Retrieving the results from the std::tr1::regex_search

Question

I have a confusion on how to fetch the result after running the function regex_search in the std::tr1::regex. Following is a sample code to demonstrate my issue.

string source = "abcd 16000 ";
string exp = "abcd ([^\\s]+)";
std::tr1::cmatch res;
std::tr1::regex rx(exp);

while(std::tr1::regex_search(source.c_str(), res, rx,   std::tr1::regex_constants::match_continuous))
{

   //HOW TO FETCH THE RESULT???????????
   std::cout <<" "<< res.str()<<endl;

   source = res.suffix().str();
}

The regular expression mentioned should ideally strip off the "abcd" from the string and return me 16000.

I see that the cmatch res has TWO objects. The second object contains the expected result.(this object has three members (matched, first, second). and the values are {true, "16000", " "}.

My question is what does this size of the object denote? Why is it showing 2 in this specific case( res[0] and res[1]) when I have run regex_search only once? And how do I know which object would have the expected result?

Thanks Sunil

Answer 1

As stated here:

match[0]: represents the entire match
match[1]: represents the first match
match[2]: represents the second match, and so forth

This means match[0] should - in this case! - hold your full source (abcd 16000) as you match the whole thing, while match[1] contains the content of your capturing group.
If there was, for example, a second capturing group in your regex you'd get a third object in the match-collection and so on.
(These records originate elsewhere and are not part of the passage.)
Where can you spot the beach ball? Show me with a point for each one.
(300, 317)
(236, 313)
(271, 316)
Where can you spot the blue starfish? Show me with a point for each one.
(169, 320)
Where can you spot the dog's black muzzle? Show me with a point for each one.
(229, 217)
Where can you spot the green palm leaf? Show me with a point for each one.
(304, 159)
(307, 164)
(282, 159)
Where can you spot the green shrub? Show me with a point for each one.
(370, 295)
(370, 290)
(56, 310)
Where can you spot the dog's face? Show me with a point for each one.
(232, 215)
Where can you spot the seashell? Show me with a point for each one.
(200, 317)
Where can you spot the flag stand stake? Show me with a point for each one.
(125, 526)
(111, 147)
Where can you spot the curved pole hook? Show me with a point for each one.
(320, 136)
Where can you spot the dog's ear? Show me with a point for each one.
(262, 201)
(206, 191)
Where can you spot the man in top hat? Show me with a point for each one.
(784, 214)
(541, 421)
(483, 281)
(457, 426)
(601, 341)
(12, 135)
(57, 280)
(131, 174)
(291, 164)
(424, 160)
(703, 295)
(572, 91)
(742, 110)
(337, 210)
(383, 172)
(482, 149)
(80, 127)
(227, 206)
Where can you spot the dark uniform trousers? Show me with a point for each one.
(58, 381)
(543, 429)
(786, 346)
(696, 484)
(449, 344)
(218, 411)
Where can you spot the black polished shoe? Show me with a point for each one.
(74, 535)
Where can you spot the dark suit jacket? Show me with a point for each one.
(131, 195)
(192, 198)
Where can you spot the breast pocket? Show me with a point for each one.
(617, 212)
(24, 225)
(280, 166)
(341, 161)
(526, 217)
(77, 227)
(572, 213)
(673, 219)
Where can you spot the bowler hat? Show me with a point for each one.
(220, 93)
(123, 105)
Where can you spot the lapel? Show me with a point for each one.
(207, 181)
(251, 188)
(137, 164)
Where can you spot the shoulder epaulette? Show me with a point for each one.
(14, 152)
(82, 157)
I'm a guy who understands visualized problems/solutions better, so let's do this:
See the demo@regex101.

See the two colors in the textfield containing the teststring?
The green color is the background for your capturing group while the
blue color represents everything else generally matched by the expression, but not captured by any group.
In other words: blue+green is the equivalent for match[0] and green for match[1] in your case.

This way you can always know which of the objects in match refers to which capturing group:
You initialize a counter in your head, starting at 0. Now go through the regex from the left to the right, add 1 for each ( and subtract 1 for each ) until you reach the opening bracket of the capturing group you want to extract. The number in your head is the array index.

EDIT
Regarding your comment on checking res[0].first:

The member first of the sub_match class is only

denoting the position of the start of the match.

While second denotes the position of the end of the match.
(taken from boost doc)
Both return a char* (VC++10) or an iterator (Boost), thus you get a substring of the sourcestring as the output (which may be the full source in case the match starts at index zero!).

Consider the following program (VC++10):

#include "stdafx.h"
#include <regex>
#include <iostream>

using namespace std;

int _tmain(int argc, _TCHAR* argv[])
{
    string source = "abcdababcdefg";
    string exp = "ab";
    tr1::cmatch res;
    tr1::regex rx(exp);

    tr1::regex_search(source.c_str(), res, rx);

    for (size_t n = 0; n < res.size(); ++n) 
    { 
        std::cout << "submatch[" << n << "]: matched == " << std::boolalpha 
            << res[n].matched << 
            " at position " << res.position(n) << std::endl; 
        std::cout << "  " << res.length(n) 
            << " chars, value == " << res[n] << std::endl; 
    }
    std::cout << std::endl; 

    cout << "res[0].first: " << res[0].first << " - res[0].second: " << res[0].second << std::endl;
    cout << "res[0]: " << res[0];

    cin.get();

    return 0;
}

Execute it and look at the output. The first (and only) match is - obviously - the first to chars ab, so this is actually the whole matched string and the reason why res[0] == "ab".
Now, knowing that .first/.second give us substrings from the start of the match and from the end of the match onwards, the output shouldn't be confusing anymore.